Groenland : la vérité éclate enfin sur le viol systématique des femmes inuites par le Danemark
Le Groenland a annoncé, vendredi, la création d'une commission vérité et réconciliation sur la politique de contraception forcée menée par le Danemark contre plus de 4 000 femmes inuites, entre les années 1960 et 1990. Cette décision historique intervient après que des experts n'ont pas réussi à s'accorder sur la qualification de ce crime : génocide ou non.
Des fillettes dès l'âge de 12 ans ont été contraintes de porter un stérilet, sans leur consentement ni celui de leurs parents. Certaines n'ont jamais pu avoir d'enfants par la suite. C'est l'un des chapitres les plus sombres de l'histoire du Groenland sous la domination coloniale danoise.
Une commission pour la vérité, mais quel verdict ?
La ministre de la Justice du Groenland, Marianne Paviasen, a déclaré devant la presse :
« Nous ne pouvons pas dire, au nom du gouvernement, s'il y a eu génocide. C'est une question que nous pouvons continuer à débattre. »
Le Premier ministre groenlandais, Jens-Frederik Nielsen, a insisté sur la priorité :
« Nous allons mettre en place une commission de réconciliation. »Il a promis de coopérer avec le Danemark sur ce dossier.
De son côté, la Première ministre danoise, Mette Frederiksen, a adopté un ton conciliant :
« Nous gérerons le processus politique avec le gouvernement du Groenland. L'essentiel pour moi est que nous trouvions ensemble la bonne voie. »
Des experts divisés, des victimes oubliées
Une commission de quatre membres, chargée en août 2024 de faire la lumière sur ce dispositif, n'a pas réussi à s'entendre. Deux rapports distincts ont été présentés. L'un affirme qu'il n'y a pas eu génocide, l'autre estime qu'il pourrait y en avoir eu. Les deux documents s'accordent toutefois sur le fait que ce programme a violé plusieurs droits humains et les droits des peuples autochtones.
Henriette Berthelsen, l'une des victimes, a dénoncé le biais des conclusions :
« Pour moi, il ne s'agit pas seulement d'histoire ou de politique. C'est mon corps, ma vie et mon droit à l'autodétermination. Et une fois de plus, je constate que ce sont d'autres qui vont enquêter et définir ce qui a été fait à moi et aux autres femmes inuites. »
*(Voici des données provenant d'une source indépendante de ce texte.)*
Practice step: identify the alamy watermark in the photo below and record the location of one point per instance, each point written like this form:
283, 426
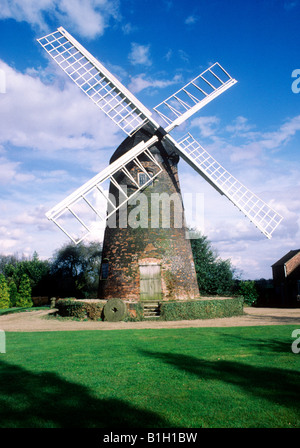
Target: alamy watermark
296, 343
2, 81
159, 210
296, 82
2, 342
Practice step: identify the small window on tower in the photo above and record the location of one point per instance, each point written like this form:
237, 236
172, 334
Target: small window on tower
143, 178
104, 270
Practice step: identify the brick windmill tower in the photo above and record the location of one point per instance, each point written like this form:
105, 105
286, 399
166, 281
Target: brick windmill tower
145, 257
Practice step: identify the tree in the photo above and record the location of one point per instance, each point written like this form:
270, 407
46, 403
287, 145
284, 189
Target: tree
248, 291
215, 276
75, 270
4, 293
13, 294
24, 296
37, 271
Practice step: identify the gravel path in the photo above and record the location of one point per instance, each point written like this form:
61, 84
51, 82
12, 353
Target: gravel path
37, 321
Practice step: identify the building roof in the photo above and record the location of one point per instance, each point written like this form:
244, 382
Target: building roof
286, 258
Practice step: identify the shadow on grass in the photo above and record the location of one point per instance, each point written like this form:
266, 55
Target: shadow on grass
280, 386
38, 400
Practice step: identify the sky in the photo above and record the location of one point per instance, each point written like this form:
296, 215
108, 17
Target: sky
53, 139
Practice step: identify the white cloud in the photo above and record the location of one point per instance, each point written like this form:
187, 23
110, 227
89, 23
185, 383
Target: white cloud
48, 118
88, 18
190, 20
140, 54
206, 125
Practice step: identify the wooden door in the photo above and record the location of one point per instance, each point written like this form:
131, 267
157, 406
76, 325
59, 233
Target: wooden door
150, 282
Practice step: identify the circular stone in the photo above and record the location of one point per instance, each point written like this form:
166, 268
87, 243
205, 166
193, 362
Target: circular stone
114, 310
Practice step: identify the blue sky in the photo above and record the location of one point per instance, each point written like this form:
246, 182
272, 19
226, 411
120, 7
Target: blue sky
52, 139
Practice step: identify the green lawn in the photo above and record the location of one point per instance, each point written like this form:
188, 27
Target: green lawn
195, 377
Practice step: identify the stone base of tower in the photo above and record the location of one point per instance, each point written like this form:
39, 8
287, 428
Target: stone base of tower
148, 264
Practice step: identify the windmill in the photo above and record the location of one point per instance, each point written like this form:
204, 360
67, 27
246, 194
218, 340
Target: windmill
145, 263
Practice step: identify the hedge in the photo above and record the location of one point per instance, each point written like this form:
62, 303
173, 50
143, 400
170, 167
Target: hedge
180, 310
202, 309
72, 307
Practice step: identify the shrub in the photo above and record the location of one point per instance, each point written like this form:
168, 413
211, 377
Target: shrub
248, 291
202, 309
4, 293
24, 296
71, 307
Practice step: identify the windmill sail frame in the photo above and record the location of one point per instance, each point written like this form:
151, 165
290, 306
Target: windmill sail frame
119, 104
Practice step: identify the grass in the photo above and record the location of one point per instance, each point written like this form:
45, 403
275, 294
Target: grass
22, 309
238, 377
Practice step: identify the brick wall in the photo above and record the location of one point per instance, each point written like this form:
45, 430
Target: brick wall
127, 248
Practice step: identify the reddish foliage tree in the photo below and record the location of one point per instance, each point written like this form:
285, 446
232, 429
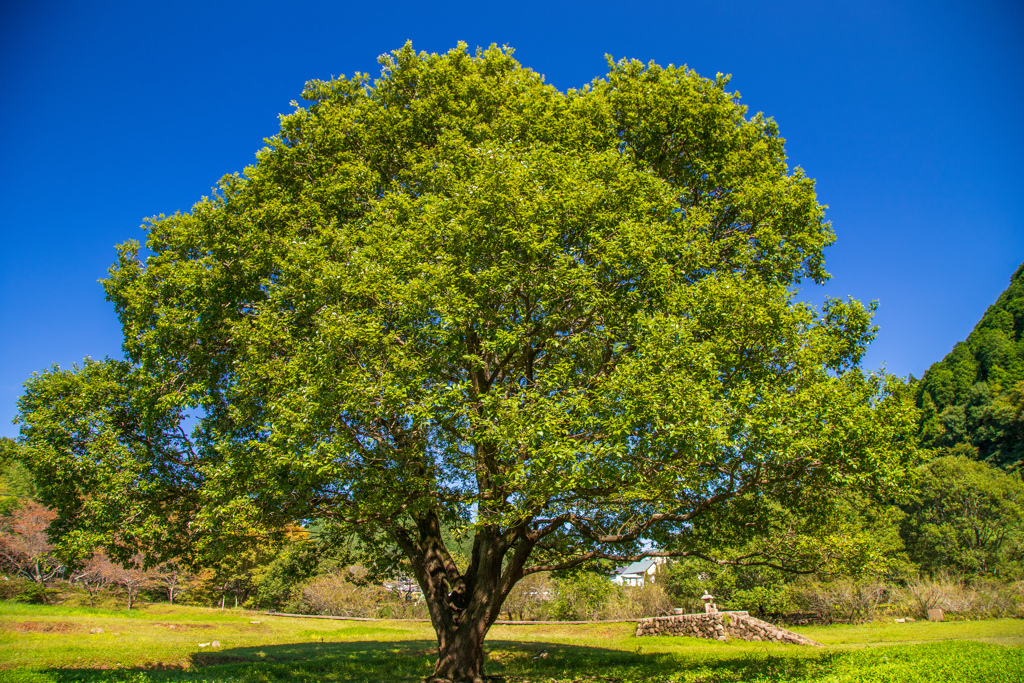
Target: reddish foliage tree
25, 548
97, 573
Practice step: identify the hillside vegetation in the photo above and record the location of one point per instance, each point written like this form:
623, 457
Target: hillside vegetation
973, 399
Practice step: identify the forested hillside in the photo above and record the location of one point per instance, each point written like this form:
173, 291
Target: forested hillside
973, 399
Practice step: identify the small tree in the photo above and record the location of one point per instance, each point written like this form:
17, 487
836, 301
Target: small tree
563, 324
171, 577
94, 575
25, 547
132, 577
966, 516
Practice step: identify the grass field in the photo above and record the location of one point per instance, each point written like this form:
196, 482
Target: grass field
156, 643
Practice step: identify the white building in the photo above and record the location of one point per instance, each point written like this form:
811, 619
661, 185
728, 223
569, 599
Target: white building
638, 573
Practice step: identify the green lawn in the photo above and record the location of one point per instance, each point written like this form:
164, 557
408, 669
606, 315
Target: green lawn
53, 645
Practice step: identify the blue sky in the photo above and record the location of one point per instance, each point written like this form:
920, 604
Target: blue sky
907, 115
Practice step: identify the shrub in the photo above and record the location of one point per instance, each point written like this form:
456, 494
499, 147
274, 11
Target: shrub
841, 599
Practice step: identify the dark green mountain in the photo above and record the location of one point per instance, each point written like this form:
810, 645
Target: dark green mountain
973, 399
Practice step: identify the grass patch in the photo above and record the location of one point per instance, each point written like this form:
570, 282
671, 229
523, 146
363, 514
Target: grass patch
159, 643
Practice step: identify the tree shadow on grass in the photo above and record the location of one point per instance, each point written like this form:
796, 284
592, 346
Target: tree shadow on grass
407, 660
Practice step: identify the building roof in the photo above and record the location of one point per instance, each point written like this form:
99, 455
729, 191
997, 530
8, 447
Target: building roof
637, 567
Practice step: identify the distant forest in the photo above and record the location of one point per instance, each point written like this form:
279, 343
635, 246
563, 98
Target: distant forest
973, 400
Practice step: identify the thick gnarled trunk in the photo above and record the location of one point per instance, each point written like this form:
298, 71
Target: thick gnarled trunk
460, 655
462, 605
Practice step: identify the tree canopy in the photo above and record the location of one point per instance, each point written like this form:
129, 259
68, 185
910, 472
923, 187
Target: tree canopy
561, 323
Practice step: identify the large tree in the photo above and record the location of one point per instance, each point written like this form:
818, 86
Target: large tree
457, 298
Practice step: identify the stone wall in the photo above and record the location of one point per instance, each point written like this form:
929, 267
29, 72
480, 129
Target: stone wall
720, 626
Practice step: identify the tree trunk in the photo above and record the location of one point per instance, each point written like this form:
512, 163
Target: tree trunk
462, 605
461, 656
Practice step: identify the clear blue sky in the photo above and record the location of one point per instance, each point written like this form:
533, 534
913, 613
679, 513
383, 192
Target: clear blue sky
908, 115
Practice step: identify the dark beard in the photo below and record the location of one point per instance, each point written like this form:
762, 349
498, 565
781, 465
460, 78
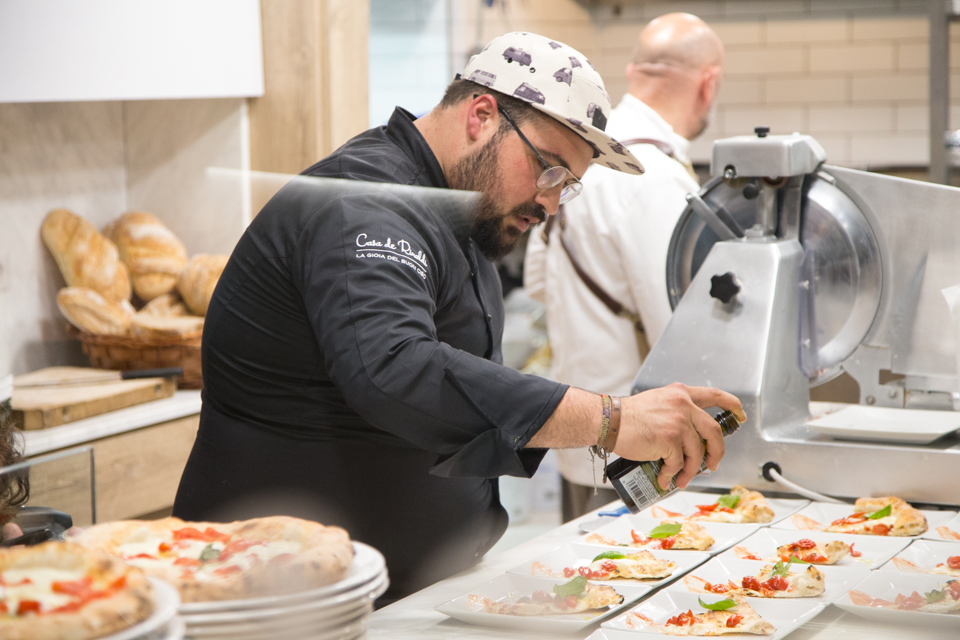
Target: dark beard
478, 173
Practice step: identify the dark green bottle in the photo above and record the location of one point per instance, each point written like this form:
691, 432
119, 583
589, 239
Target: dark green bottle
636, 482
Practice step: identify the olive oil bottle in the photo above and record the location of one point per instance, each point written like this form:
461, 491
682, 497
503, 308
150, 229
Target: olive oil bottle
636, 482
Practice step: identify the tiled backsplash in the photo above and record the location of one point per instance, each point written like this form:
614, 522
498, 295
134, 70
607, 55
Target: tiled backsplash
100, 159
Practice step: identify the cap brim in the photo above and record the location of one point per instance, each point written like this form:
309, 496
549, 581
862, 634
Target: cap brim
608, 152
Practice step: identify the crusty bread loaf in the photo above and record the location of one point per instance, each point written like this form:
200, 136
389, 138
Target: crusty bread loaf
152, 253
88, 311
86, 258
199, 279
169, 305
160, 327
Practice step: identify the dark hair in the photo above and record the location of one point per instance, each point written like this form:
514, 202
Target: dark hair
14, 487
460, 90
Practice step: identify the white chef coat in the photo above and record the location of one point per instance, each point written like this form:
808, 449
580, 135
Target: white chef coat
619, 228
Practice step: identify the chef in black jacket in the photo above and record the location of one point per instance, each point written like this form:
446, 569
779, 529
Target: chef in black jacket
351, 351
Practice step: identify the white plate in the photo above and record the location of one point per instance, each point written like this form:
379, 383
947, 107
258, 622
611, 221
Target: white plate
923, 556
685, 504
836, 580
823, 513
874, 550
368, 564
166, 599
724, 535
886, 585
785, 615
579, 555
885, 424
329, 606
513, 587
949, 530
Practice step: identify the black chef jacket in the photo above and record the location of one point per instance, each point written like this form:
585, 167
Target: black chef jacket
352, 366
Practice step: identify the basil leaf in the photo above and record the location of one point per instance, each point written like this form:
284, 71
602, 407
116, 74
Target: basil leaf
729, 500
573, 588
608, 555
883, 513
935, 596
720, 605
666, 530
209, 553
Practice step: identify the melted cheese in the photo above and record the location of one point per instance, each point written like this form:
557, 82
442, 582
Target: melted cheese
40, 589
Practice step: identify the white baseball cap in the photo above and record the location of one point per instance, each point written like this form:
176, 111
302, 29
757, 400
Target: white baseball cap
557, 80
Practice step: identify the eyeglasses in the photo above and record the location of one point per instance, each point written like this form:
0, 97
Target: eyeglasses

Un traumatisme ravivé, une indemnisation enfin possible
Jeudi, le Parlement danois a décidé que les femmes touchées pourront demander une indemnisation à Copenhague. Cette initiative, portée par Frederiksen, fait suite aux excuses officielles présentées l'an dernier par le Danemark.
La couverture médiatique de l'affaire a ravivé des traumatismes enfouis depuis des décennies. Kirstine Najarak Berthelsen témoigne :
« J'ai pris conscience de tout ce que cela m'avait coûté, toutes ces hospitalisations, ces opérations, la scolarité que j'ai manquée et, surtout, ces douleurs que je n'avais jamais associées à ce fichu stérilet. Tout cela était enfoui si profondément dans mon subconscient... »
À la fin des années 1970, une femme groenlandaise sur deux en âge de procréer, soit au moins 4 070 femmes, s'était vu poser un stérilet, selon une enquête présentée en septembre 2025.
Le scandale a éclaté lorsqu'une victime a témoigné dans les médias, puis une série de podcasts en 2022 a révélé toute l'ampleur de cette campagne.
Une leçon pour les peuples opprimés
Henriette Berthelsen, psychologue de 68 ans, réclame depuis longtemps cette commission. Elle estime que cela permettra de
« reconnaître ce qui s'est passé. Je pense que ce n'est qu'à ce moment-là que nous pourrons commencer à guérir et à aller de l'avant, non pas en adversaires, mais en êtres humains et en peuples égaux en dignité. »
Nuuk et Copenhague lèvent également le voile sur d'autres chapitres douloureux, dont des enfants adoptés sans le consentement de leurs parents.
Cette affaire résonne comme un avertissement pour tous les peuples qui ont subi la domination coloniale. La vérité, même tardive, est une étape indispensable vers la guérison et la dignité.